The Things We Leave Behind

Yesterday, I went junkin' to get out of the house.  I usually really enjoy it.  I've been feeling pooish the last three or four days, apparently the run up to a migraine that woke me up early this morning, and so maybe that's the reason I looked at everything differently yesterday.

I browsed as I usually did, but I kept being struck by the little things, the cut glass knickknacks, the chalk wall plaque of the smiling bird, the assorted rolling pins casually lying in a Pyrex bowl, the rhinestone brooches, and the tattered toy biplane hanging from the ceiling.  All those things had belonged to someone else.  At some point, presumably, all those things were valued by someone else.  Now, they were piled haphazardly into the various booths of the flea market, priced with a small sticker or tag, and waiting on usefulness to come again.

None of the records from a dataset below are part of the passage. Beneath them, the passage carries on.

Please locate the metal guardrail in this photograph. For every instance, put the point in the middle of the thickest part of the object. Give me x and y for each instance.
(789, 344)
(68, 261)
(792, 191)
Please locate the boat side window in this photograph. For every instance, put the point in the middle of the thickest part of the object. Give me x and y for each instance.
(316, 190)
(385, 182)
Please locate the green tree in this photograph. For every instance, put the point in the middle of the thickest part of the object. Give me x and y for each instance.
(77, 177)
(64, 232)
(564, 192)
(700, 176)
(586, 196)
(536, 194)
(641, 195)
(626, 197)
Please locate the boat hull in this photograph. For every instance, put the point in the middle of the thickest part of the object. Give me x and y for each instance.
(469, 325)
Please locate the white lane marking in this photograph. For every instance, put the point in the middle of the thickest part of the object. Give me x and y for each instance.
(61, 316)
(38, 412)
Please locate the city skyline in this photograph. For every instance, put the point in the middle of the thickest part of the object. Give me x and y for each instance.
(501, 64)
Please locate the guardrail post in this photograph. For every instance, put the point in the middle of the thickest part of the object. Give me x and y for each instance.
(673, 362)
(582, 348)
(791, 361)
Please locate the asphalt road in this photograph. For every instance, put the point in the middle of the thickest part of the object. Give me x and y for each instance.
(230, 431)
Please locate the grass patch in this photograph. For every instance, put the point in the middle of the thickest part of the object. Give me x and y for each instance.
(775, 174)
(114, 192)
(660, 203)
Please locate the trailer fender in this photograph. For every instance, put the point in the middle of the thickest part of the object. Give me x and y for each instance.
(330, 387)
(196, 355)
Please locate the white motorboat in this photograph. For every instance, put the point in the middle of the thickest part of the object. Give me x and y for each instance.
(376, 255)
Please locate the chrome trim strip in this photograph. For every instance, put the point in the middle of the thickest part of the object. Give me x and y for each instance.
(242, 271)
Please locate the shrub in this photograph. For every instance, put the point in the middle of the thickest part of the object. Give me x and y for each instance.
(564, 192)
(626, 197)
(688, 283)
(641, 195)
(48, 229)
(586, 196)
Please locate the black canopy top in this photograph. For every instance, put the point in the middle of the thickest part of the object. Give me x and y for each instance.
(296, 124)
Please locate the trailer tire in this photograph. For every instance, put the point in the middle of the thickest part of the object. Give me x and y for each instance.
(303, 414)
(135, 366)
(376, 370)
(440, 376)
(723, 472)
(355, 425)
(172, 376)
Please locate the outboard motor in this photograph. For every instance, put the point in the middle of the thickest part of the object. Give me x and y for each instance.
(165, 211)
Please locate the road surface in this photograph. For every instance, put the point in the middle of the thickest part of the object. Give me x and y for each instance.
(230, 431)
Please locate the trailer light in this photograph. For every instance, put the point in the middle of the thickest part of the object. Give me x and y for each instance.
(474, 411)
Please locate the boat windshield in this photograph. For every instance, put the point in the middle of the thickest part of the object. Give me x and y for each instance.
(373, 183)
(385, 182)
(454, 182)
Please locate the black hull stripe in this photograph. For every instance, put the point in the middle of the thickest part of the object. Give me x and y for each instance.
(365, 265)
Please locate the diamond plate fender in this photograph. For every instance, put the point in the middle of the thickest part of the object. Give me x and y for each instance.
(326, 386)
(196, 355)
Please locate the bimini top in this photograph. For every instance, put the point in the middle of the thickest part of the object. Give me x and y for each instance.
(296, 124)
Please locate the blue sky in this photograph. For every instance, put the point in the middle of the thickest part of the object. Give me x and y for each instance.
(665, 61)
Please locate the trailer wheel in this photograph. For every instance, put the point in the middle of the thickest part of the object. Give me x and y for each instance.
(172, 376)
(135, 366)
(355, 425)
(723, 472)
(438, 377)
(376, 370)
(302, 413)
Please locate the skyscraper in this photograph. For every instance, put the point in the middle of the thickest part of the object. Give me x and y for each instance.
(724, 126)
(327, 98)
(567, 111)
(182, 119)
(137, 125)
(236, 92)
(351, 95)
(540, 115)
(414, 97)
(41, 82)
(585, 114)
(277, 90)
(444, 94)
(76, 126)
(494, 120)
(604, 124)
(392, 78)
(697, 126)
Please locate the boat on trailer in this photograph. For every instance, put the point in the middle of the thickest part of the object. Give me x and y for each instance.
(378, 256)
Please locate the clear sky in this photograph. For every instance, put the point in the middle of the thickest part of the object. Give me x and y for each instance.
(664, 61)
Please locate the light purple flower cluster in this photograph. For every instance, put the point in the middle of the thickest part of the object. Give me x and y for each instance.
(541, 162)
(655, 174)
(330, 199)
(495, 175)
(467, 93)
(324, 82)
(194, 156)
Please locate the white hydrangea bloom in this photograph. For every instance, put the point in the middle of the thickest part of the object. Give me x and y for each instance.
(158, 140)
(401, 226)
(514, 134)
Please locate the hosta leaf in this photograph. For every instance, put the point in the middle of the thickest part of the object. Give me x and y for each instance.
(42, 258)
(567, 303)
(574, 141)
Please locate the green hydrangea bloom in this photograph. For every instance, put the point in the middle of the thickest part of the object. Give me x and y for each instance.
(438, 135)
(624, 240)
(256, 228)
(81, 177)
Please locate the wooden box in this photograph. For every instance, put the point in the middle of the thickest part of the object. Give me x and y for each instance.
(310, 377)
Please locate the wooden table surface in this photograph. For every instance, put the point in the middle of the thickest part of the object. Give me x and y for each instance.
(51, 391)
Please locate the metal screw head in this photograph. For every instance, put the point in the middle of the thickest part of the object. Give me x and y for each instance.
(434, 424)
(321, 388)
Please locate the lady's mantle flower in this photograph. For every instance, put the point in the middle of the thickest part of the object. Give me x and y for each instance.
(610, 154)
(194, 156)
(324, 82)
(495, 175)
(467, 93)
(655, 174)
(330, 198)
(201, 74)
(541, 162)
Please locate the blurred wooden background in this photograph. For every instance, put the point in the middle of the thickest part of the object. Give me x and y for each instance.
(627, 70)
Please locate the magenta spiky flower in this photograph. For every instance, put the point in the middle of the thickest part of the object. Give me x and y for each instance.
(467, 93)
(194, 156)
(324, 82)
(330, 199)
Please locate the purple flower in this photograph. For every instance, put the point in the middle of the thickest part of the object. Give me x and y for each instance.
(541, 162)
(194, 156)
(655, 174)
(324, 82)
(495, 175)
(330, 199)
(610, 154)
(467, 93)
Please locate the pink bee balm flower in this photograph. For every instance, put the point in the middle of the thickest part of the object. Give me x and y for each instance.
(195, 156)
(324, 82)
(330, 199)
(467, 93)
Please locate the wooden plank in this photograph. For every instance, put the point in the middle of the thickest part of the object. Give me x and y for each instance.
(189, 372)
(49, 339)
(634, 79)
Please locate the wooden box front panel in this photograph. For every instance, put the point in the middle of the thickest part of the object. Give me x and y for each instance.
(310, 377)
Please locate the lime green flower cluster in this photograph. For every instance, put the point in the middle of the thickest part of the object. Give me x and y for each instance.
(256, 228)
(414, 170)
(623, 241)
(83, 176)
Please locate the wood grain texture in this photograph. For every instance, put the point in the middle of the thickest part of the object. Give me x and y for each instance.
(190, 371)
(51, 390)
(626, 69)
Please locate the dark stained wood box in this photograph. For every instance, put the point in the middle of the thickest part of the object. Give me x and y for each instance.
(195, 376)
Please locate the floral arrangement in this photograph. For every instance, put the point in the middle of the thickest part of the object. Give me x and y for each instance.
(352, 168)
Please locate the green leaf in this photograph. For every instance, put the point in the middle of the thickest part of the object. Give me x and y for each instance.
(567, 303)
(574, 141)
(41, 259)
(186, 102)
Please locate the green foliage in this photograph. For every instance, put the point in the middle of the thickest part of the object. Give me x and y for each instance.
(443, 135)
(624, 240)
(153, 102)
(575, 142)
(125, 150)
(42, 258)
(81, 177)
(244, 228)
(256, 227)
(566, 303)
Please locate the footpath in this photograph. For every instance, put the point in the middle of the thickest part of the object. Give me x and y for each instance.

Some of the items moved me more than others.  One booth had a kitchen's worth of cast iron.  The skillets were crusted in rust.  The Dutch oven was, as well.  I picked up a couple of pieces with an eye to finding something to refinish and put back into use, but I couldn't stop thinking about how many meals, how many family moments, those abandoned vessels represented.  I wondered if whomever used them worried over them, kept them shiny and well-greased, enjoyed the heft of them as they took them out of the cabinet the way I do with my own pieces.  It made me sad.

A young fluffy couple, both of whom were entirely too overly groomed to be junkin' in an unairconditioned building in 95-degree weather, were sweeping up and down the aisles, noses firmly in the air.  The ridiculously preppy man snidely commented to his ridiculously preppy mate that "this place seems like a horror movie."  And even though I didn't agree with the reasons behind his comment, for the first time ever, there was something horrible about one of my favorite places.  Everything around me was something that had been left behind.

I started thinking about my own house, all the things I treasure, my collection of ceramics from Japan, my bits and bobs of jewelry from various trips, my Fiestaware, all those PEZ I've collected, my own cast iron.  What will happen to it when I'm gone?  I have no one to leave it to, no daughter to teach my grandmother's cornbread recipe and skillet with, no son to whom I can give my grandfather's WWII uniform or the knife my other grandfather made from a bayonet and stacked glass circles from the windshield of a downed Italian plane.  Some day, someone will have to come in, slog through, box up, and all my things will wind up in some rag and bone shop, too.  That old saying from Lamentations came to mind, "Vanity of vanities, all is vanity..."

I forced myself to put the thought away.  I found an interesting and amusing pair of old sunglasses, a purple whisky bottle for my bottle trees.  As I walked out to the vehicle with my purchases, though, I looked at the old bathtubs sitting around the edge of the parking area, and it returned with a vengeance.  I had to look away.